CAPE ruler still a ruler

Over the years I have commented on the tendency of market commentators to start discounting or ignoring objective rulers when they register bearish measurements. We saw this in 2000 when price to earnings ratios went full nut-job and the long-always crowd started explaining why PE was no longer relevant in the tech era and why EBITDA (Earnings before interest, taxes, depreciation and amortization) was a better value ruler for the brave new world. In 2007 the same thing happened, as the logic was that insatiable Chinese demand meant that traditional gauges of growth and value were no longer applicable. Today, it is belief that zero interest rate policies have left people with nothing to do but to toss their life savings into slot machines with hope that they might hit a jack pot before they go broke (again).

Robert Shiller’s CAPE (average cyclically adjusted price to earnings ratio for the previous 10 years) is one of several objective rulers that have stood the test of time since the 1800’s. Today the CAPE reading is 26.37. As shown in the chart below, the CAPE has only been at this level or higher in 1929, 2000 and 2007, all just before the largest crashes in human history saw broad markets fall between 84% and 55%. Here is the chart.
Shiller CAPE July 2014

With this data in mind now watch this remarkable interview with Bob Shiller as he perfectly articulates the conventional insanity of our times. Here is a direct link to his recent Daily Ticker interview.

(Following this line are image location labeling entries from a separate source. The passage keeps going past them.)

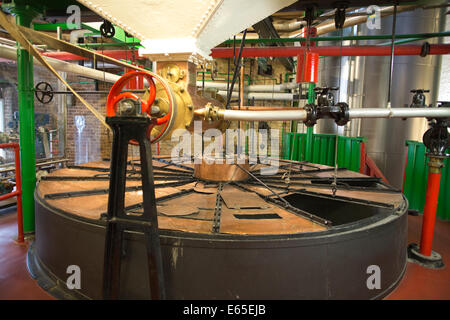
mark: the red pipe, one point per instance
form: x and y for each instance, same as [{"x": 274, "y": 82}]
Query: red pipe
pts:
[
  {"x": 66, "y": 56},
  {"x": 329, "y": 51},
  {"x": 18, "y": 192},
  {"x": 429, "y": 213}
]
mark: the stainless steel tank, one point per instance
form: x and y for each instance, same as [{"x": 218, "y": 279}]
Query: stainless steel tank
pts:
[{"x": 386, "y": 137}]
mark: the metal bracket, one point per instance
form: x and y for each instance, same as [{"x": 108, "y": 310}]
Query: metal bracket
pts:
[{"x": 117, "y": 219}]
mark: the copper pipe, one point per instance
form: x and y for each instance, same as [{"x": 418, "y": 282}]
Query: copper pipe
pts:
[{"x": 261, "y": 108}]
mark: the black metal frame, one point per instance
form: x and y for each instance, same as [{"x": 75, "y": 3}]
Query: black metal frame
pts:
[{"x": 118, "y": 220}]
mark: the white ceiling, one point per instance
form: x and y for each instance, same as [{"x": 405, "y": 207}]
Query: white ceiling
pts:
[{"x": 183, "y": 29}]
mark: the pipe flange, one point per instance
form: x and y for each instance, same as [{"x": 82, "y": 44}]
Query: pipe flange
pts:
[
  {"x": 343, "y": 116},
  {"x": 311, "y": 115}
]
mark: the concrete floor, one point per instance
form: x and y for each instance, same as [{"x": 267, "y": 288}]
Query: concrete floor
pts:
[{"x": 418, "y": 282}]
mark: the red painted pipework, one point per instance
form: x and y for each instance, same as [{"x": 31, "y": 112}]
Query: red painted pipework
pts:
[
  {"x": 329, "y": 51},
  {"x": 18, "y": 192},
  {"x": 429, "y": 213},
  {"x": 116, "y": 54}
]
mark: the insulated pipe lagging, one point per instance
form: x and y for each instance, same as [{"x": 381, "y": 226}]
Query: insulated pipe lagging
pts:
[{"x": 243, "y": 115}]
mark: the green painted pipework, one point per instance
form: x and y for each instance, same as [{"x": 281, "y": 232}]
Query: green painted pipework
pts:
[
  {"x": 25, "y": 86},
  {"x": 110, "y": 44},
  {"x": 310, "y": 130}
]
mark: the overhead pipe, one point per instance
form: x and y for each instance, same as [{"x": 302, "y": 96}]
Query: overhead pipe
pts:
[
  {"x": 262, "y": 95},
  {"x": 329, "y": 26},
  {"x": 332, "y": 51},
  {"x": 251, "y": 88},
  {"x": 116, "y": 54},
  {"x": 408, "y": 36},
  {"x": 9, "y": 53},
  {"x": 301, "y": 114}
]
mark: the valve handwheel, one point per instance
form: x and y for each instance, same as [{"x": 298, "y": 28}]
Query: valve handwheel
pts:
[{"x": 116, "y": 95}]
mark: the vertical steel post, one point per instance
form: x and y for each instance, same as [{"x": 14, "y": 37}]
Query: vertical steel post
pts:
[
  {"x": 25, "y": 86},
  {"x": 310, "y": 130}
]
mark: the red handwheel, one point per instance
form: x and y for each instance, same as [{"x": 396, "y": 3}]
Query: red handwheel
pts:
[{"x": 116, "y": 95}]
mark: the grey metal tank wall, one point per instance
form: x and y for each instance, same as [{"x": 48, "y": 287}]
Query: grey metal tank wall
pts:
[{"x": 386, "y": 137}]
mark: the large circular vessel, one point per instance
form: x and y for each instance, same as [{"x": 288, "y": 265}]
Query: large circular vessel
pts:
[{"x": 279, "y": 236}]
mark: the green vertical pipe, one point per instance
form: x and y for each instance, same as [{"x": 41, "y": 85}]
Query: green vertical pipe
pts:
[
  {"x": 310, "y": 130},
  {"x": 25, "y": 87}
]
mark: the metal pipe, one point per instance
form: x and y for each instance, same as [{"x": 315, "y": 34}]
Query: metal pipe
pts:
[
  {"x": 329, "y": 26},
  {"x": 252, "y": 88},
  {"x": 355, "y": 38},
  {"x": 18, "y": 192},
  {"x": 262, "y": 95},
  {"x": 59, "y": 65},
  {"x": 301, "y": 114},
  {"x": 25, "y": 85},
  {"x": 332, "y": 51},
  {"x": 398, "y": 113},
  {"x": 244, "y": 115}
]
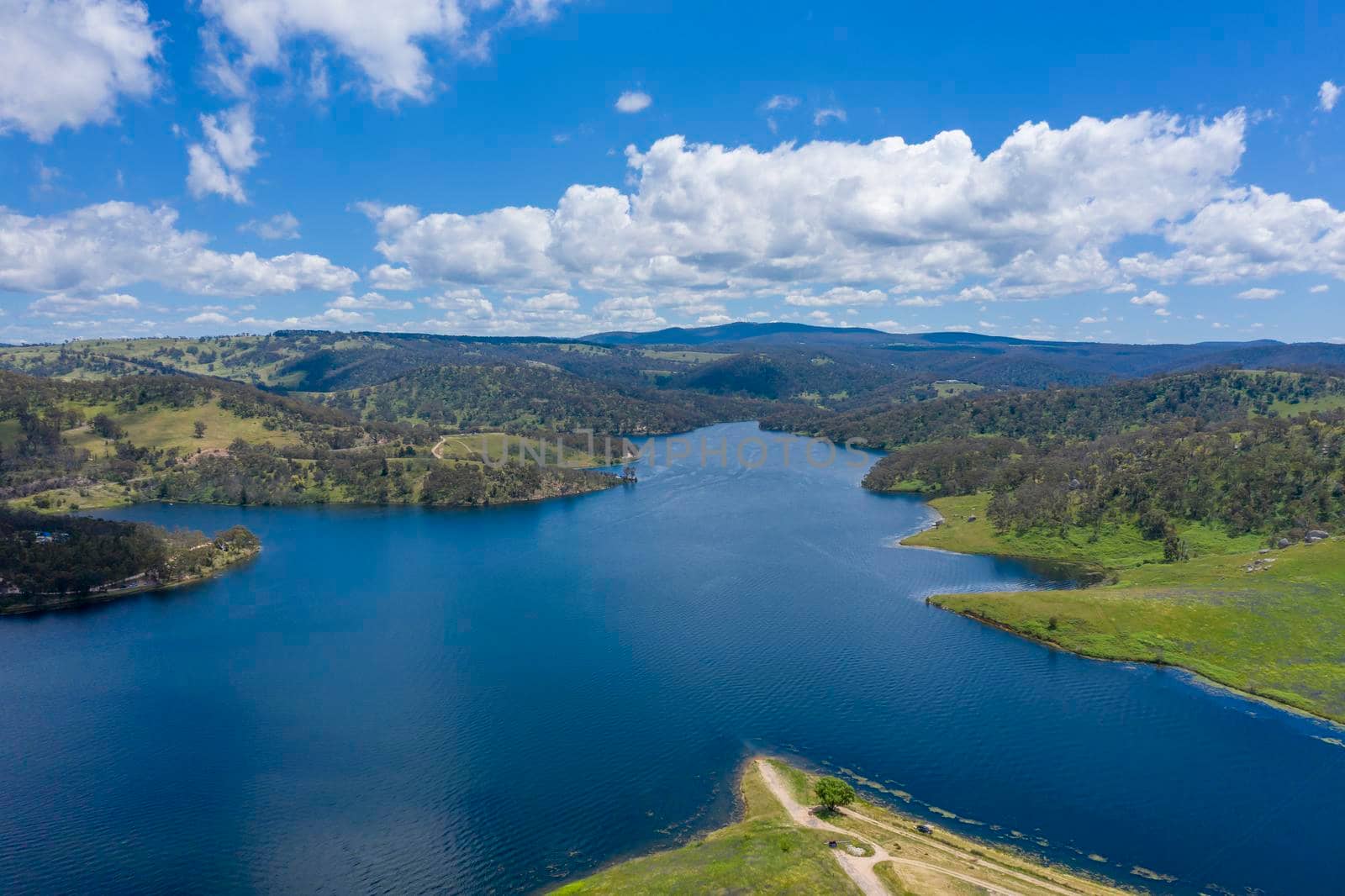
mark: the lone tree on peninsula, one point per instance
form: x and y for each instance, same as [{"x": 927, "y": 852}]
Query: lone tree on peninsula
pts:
[{"x": 833, "y": 791}]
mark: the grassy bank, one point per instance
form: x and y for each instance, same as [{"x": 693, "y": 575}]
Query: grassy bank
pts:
[
  {"x": 58, "y": 569},
  {"x": 770, "y": 851},
  {"x": 763, "y": 853},
  {"x": 1277, "y": 633}
]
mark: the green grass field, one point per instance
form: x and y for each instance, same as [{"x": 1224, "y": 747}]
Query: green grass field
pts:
[
  {"x": 686, "y": 356},
  {"x": 946, "y": 389},
  {"x": 175, "y": 428},
  {"x": 764, "y": 853},
  {"x": 1278, "y": 634}
]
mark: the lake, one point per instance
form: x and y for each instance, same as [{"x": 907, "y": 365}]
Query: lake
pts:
[{"x": 482, "y": 701}]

Shiller acknowledges that a 26 CAPE today measures 59% above the long-term average of 17 and that he is “definitely concerned…it looks like a peak”. He then goes on to offer today’s conventional bipolar rhetoric that since interest rates are so low people may want to continue holding stocks with some of their savings. But then says, “that doesn’t mean that a high CAPE is not a forecast of bad performance…there could be a massive crash…but maybe stocks should still be in one’s portfolio.”

Suicide bomber anyone? Feelin’ too desperate to think or wait for reasonable odds of success? Be our guest, after you, please, I insist.

A couple of things come to mind in all of this. In recent years, Shiller has developed complex business relationships with Standard and Poor’s via their sponsorship of his “S&P Case-Shiller Home Price Index”. He has learned that sounding constructive on stocks is necessary to maintaining mainstream media coverage and stay in favor with the long-always financial industry. While not throwing out his CAPE ruler all together, Shiller has learned to hedge his comments. Yet if you strip away the “on the other hand” niceties, you hear that risk to savings has rarely ever been as high as today. And never have such extreme valuation peaks resolved themselves without a massive decline of more than 50% that took many years to recover. Other than that, things are good…bonne chance.